Leaf

Yesterday afternoon Bernie Hackett and I shipped a release candidate for PyMongo 2.7, with substantial contributions from Amalia Hawkins and Kyle Erf. This version supports new features in the upcoming MongoDB 2.6, and includes major internal improvements in the driver code. We rarely make RCs before releases, but given the scope of changes it seems wise.

Install the RC like:

pip install \
  https://github.com/mongodb/mongo-python-driver/archive/2.7rc0.tar.gz

Please tell us if you find bugs.

MongoDB 2.6 support

For the first time in years, the MongoDB wire protocol is changing. Bernie Hackett updated PyMongo to support the new protocol, while maintaining backwards compatibility with old servers. He also added support for MongoDB's new parallelCollectionScan command, which scans a whole collection with multiple cursors in parallel.

Amalia Hawkins wrote a feature for setting a server-side timeout for long-running operations with the max_time_ms method:

try:
    for doc in collection.find().max_time_ms(1000):
        pass
except ExecutionTimeout:
    print "Aborted after one second."

She also added support for the new aggregation operator, $out, which creates a collection directly from an aggregation pipeline. While she was at it, she made PyMongo log a warning whenever your read preference is "secondary" but a command has to run on the primary:

>>> client = MongoReplicaSetClient(
...     'localhost',
...     replicaSet='repl0',
...     read_preference=ReadPreference.SECONDARY)
>>> client.db.command({'reIndex': 'collection'})
UserWarning: reindex does not support SECONDARY read preference
and will be routed to the primary instead.
{'ok': 1}

Bulk write API

Bernie added a bulk write API. It's now possible to specify a series of inserts, updates, upserts, replaces, and removes, then execute them all at once:

bulk = db.collection.initialize_ordered_bulk_op()
bulk.insert({'_id': 1})
bulk.insert({'_id': 2})
bulk.find({'_id': 1}).update({'$set': {'foo': 'bar'}})
bulk.find({'_id': 3}).remove()
result = bulk.execute()

PyMongo collects the operations into a minimal set of messages to the server.

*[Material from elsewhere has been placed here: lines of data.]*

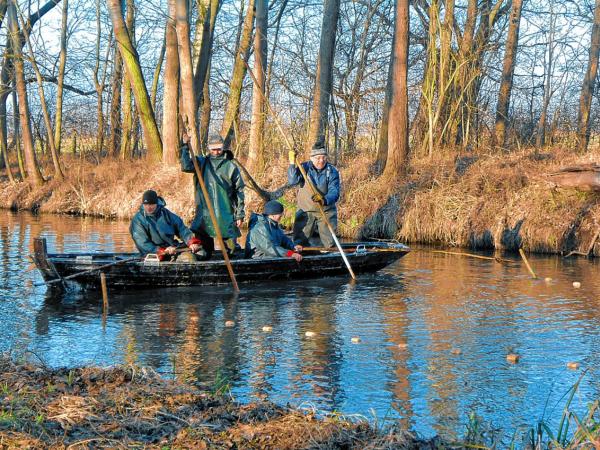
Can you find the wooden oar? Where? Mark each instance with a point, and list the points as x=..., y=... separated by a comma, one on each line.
x=302, y=171
x=350, y=249
x=75, y=275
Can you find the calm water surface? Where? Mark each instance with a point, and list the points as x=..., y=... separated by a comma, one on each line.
x=434, y=332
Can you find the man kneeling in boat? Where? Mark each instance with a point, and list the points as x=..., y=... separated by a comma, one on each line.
x=154, y=227
x=266, y=239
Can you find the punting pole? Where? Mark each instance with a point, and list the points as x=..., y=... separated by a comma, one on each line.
x=303, y=172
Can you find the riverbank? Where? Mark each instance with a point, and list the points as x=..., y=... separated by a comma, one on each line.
x=132, y=407
x=482, y=201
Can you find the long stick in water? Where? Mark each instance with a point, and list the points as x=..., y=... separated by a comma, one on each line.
x=75, y=275
x=302, y=171
x=522, y=253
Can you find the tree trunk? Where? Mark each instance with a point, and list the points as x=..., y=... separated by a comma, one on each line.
x=62, y=63
x=58, y=174
x=587, y=89
x=131, y=62
x=398, y=123
x=170, y=126
x=256, y=157
x=382, y=142
x=508, y=69
x=324, y=76
x=31, y=165
x=127, y=129
x=157, y=69
x=205, y=113
x=232, y=113
x=179, y=10
x=17, y=135
x=115, y=104
x=540, y=138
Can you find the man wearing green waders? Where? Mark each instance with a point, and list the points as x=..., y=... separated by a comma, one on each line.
x=226, y=191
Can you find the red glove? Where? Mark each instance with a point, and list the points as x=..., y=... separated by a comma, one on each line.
x=193, y=241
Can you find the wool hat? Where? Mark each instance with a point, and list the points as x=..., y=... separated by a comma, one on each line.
x=150, y=198
x=318, y=149
x=273, y=207
x=215, y=141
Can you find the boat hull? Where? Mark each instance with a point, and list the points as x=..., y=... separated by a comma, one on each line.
x=123, y=272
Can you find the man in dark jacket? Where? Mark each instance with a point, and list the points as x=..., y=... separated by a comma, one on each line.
x=326, y=178
x=226, y=190
x=266, y=239
x=154, y=227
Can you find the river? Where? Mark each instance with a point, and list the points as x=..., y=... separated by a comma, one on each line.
x=434, y=331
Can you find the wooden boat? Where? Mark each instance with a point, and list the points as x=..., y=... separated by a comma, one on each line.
x=130, y=270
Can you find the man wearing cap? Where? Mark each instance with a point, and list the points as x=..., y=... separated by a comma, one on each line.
x=226, y=190
x=326, y=179
x=266, y=239
x=154, y=227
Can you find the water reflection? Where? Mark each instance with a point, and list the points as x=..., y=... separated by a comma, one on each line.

Compared to the old style, bulk operations have lower network costs. You can use PyMongo's bulk API with any version of MongoDB, but you only get the network advantage when talking to MongoDB 2.6.

Improved C code

After great effort, I understand why our C extensions didn't like running in mod_wsgi. I wrote an explanation that's more detailed than you want to read. But even better, Bernie fixed our C code so mod_wsgi no longer slows it down or makes it log weird warnings. Finally, I put clear configuration instructions in the PyMongo docs.

Bernie fixed all remaining platform-specific C code. Now you can run PyMongo with its C extensions on ARM, for example if you talk to MongoDB from a Raspberry Pi.

Thundering herd

I overhauled MongoClient so its concurrency control is closer to what I did for MongoReplicaSetClient in the last release. With the new MongoClient, a heavily multithreaded Python application will be much more robust in the face of network hiccups or downed MongoDB servers. You can read details in the bug report.

GridFS cursor

We had several feature requests for querying GridFS with PyMongo, so Kyle Erf implemented a GridFS cursor:

>>> fs = gridfs.GridFS(client.db)
>>> # Find large files:
...
>>> fs.find({'length': {'$gt': 1024}}).count()
42
>>> # Find files whose names start with "Kyle":
...
>>> pattern = bson.Regex('kyle.*', 'i')
>>> cursor = fs.find({'filename': pattern})
>>> for grid_out_file in cursor:
...     print grid_out_file.filename
...
Kyle
Kyle1
Kyle Erf

You can browse all 53 new features and fixes in our tracker.

Enjoy!